New structural features of the high-pressure synthetic sheet-disilicate Phase-X, K_(2–x)Mg₂Si₂O₇H_x

Abstract

The structure of the synthetic high-pressure sheet-disilicate Phase-X (PhX), a possible host of H₂O and K in the mantle, has been determined for a crystal synthesized at 16 GPa/1300 °C/23 h. The composition of the sample is close to K_1.5Mg₂Si₂O₇H_0.5, which is 50% PhX/50% Anhydrous-PhX and has 25% of interlayer K sites vacant. The structures of four crystals were determined by singlecrystal X-ray diffraction and had very similar diffraction characteristics and structural results; the structure of one of the larger crystals is reported here. Reflection intensity statistics strongly indicate that PhX is centrosymmetric, space group P6₃/mcm, in contrast to other studies that have reported non-centrosymmetric space group P63cm. While it was possible to obtain good agreement indices for refinements in P63cm, there were strong correlations between atoms that are equivalent in P6₃/mcm, suggesting that the correct structure is centrosymmetric. Full anisotropic refinement in space group P6₃/mcm gave R₁ = 0.036, wR₂ = 0.079, GoF = 1.467. As with all previous studies of PhX, the H atom was not located. Difference-Fourier maps of the residual electron density indicated that the K atom is displaced from the 4c site lying on the sixfold axis on to three split 12j sites 0.2 Å away, each having ¼ occupancy, giving a total of 3 K atoms per unit cell and corresponding to 1.5 K apfu, in good agreement with the content derived from electron microprobe analysis. Diffraction patterns of all four crystals examined, reconstructed from the full-intensity data collection, consistently show the presence of a large hexagonal superstructure with dimensions 8a_sub × 8a_sub × c_sub, having Z = 128, compared with Z = 2 for the two-layer subcell. Complex arrays of superlattice reflections occur in layers with l = 2n, but are absent from l = 2n + 1 layers.

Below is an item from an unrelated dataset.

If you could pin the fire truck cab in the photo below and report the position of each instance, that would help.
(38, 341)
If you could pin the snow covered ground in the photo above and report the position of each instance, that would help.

Unpolarized infrared spectra of single crystals of PhX were obtained that are similar to those reported previously in the literature. Spectra in the OH-stretching region consist of a major absorption band at 3595 cm^-1 and three much weaker bands at 3690, 3560, and 3405 cm^-1. Bond-valence analysis of PhX indicates that O1 is very over-bonded, whereas O2 is slightly under-bonded and a possible site for protonation. We present geometrical and crystal-chemical arguments that exclude O1 as a candidate for protonation, whereas a much better case can be made for O2. In PhX structures, H must be located at a partially occupied site with a multiplicity 4 ≤ m ≤ 24 in P6₃/mcm or 4 ≤ m ≤ 12 in P6₃cm. Such low occupancies for H sites are the likely reason for their invisibility to diffraction. We outline a model for the incorporation of H into PhX of composition K_1.5Mg₂Si₂O₇H_0.5 that suggests a mechanism for ordering based upon avoidance of H and K, coupled with K-site vacancies. Such behavior may also be the origin of the superstructure. The P6₃/mcm structure and the presence of an underlying superstructure may well be characteristic of ordered intermediate compositions at or near PhX₅₀/Anhydrous-PhX₅₀. Identification of a new space group and recognition of a previously unobserved superstructure point to new possibilities for PhX and its derivatives that may bear significantly upon their stability at mantle conditions.